SMT's infrared-based tracking system actually allows Thomas to draw from knowledge he accumulated while doing his senior thesis at MIT. His research contributed to work done at the Laser Interferometer Gravitational-Wave Observatory (LIGO), which, among other things, detects new black holes in the universe.
"Finding these new connections in these pieces of data and bringing up all of the stuff I’ve done before, that’s the stuff that really animates me," Thomas said. "Even the stuff I did with my own play tracking back in 2005, it was all about zone entries and puck possession, things like that. I’m thinking about that now with the work I’m doing. The approach I was using 15 years ago when I was tracking games in Bright Arena at Harvard, was the way I was thinking about the game then still useful now? Having new data, what was I missing before? That really drives me.
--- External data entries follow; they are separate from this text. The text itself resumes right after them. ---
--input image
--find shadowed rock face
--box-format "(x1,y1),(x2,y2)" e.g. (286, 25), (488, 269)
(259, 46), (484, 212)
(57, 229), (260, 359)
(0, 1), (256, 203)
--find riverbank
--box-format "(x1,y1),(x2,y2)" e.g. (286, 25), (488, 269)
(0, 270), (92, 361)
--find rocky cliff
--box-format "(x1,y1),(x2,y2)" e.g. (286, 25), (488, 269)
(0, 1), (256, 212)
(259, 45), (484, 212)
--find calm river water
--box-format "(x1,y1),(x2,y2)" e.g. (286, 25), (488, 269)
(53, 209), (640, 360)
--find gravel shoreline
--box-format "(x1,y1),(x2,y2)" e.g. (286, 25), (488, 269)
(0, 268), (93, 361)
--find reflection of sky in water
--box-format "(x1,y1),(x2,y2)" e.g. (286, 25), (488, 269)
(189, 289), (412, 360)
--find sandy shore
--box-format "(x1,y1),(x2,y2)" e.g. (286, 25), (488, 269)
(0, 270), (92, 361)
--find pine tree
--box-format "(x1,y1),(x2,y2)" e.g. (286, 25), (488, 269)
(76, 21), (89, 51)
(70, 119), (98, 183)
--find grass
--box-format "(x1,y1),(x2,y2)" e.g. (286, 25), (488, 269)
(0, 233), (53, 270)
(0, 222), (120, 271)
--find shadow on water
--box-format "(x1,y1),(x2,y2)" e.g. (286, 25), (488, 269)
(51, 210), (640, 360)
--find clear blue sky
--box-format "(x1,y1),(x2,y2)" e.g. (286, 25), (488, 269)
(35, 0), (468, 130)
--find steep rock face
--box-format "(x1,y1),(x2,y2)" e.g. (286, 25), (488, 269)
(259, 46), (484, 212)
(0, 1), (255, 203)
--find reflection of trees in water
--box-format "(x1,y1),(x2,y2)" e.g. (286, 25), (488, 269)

"The most interesting thing to me about the new data coming in, tracking data in particular, is reaching out to hockey people and saying ‘I have this idea that I think will be helpful with the data. How would you look at the problem? And can we, together, come up with a way to identify this property that you know you can sell to a player or coaches and that I can find with data?'
"It’s that whole throughline that matters. It’s not just that I think I can come up with an interesting way to measure something. Take player WAR, for example. If there’s no way for me to connect the numbers I’m seeing to something that a coach can do or a GM can appreciate in deciding why they should sign a player or trade for that player, then it’s less valuable. Tracking data and even biometric data are offering new ways to talk to people that could not have been done before. Whatever that data says, it’s the fact that those communication lines are more open now than they were that’s fascinating to me.”